Monday, August 8, 2011

Collapse of GIC and Temasek Holdings 2: GIC crashes

Within a little more than ten days, all major stock indices have plunged with S&P down around 14%. Right now, I can't find any fundamental reason that stock market will rise. Probably QE to infinity will help somehow, at great cost. But the real solution is nothing short of revolution or drastic reformation, that overthrows the current corrupt world order.

GIC results benchmark against gold. Source: GIC

Our reserves inevitably are hit due to the fact that GIC is playing poker all over the world. All those "talents" in GIC seem not be able to match the results of old days central banks when reserves are held in gold. Delving deeper into GIC's result, we can conclude that in real terms, GIC is losing monies.

The gain of gold is not an increase in value per se but due to monies printing. So anything below the yield of gold implies that the asset is losing its value. With the economic storm coming over the next few years, it is likely that GIC is going to lose all our CPF.

While stock is plunging like nobody, gold just broke another record against Sing dollar today, hitting S$2092. 

3 comments:

ngpy said...

HOW REALIABLE IS VERITAS THAT IF GIC WERE TO COLLAPSE THEY WILL LOSE ALL THE CPF MONEY. THAN CPF MEMBERS SHOULD BE FOREWARN TO WITHDRAW THEIR CPF MONEY WHEN EVER POSSIBLE

Veritas said...

Re ngpy:
Do not dream of getting back CPF unless you decide to migrate.

GIC is a cesspool organization to distribute income from the poor to the rich, as well as giving monies freely to USA.

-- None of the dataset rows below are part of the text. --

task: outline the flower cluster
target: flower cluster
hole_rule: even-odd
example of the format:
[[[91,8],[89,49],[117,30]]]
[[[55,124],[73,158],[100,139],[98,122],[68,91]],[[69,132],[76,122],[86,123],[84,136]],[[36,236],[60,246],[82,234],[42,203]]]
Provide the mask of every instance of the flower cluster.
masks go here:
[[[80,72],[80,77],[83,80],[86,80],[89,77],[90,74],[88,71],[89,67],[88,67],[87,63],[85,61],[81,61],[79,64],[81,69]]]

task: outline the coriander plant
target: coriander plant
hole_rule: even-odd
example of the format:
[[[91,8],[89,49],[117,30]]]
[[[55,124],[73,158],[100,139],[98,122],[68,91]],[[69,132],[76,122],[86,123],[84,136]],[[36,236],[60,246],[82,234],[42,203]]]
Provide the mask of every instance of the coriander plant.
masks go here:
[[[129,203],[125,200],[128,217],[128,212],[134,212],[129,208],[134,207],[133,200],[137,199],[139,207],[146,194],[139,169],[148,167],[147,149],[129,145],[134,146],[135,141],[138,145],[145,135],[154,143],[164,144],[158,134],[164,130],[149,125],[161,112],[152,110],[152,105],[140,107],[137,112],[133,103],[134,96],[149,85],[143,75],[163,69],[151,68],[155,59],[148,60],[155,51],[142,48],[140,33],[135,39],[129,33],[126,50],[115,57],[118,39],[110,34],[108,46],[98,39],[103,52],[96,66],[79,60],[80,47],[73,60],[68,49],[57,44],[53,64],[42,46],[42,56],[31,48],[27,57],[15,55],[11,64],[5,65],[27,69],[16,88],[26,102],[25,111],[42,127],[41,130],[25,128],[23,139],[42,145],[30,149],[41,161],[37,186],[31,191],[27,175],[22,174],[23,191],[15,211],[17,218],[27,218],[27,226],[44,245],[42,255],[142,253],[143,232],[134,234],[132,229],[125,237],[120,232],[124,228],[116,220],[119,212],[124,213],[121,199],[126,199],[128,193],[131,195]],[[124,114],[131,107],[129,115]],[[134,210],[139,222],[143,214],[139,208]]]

Your suggestion is tantamount to breaking the piggy banks of our elite.

Anonymous said...

I think they are holding UBS investment at cost because its a convertible bond. But the conversion price of 47.7 franc is way above current market price of 17 franc. That dollop is $14b sucker punch. If someone can do the rough guestimate, the $14b should at least be written down by 60% to 70%, so paper loss of $9b to $10b. Yet the 5 year return has been stuck at that 5% range forever. Of course their return is in USD (they conveniently forgot to highlight that unlike MAS - that shows how deceitful and disingenious thse folks are, even compared to the MAS). So maybe the saving grace is the strength of the swiss franc, but now the interest rate of the franc is negative, I doubt those Italians and Frenchies would be rushing to deposit their savings in switzerland, so lets see what their return shows next year.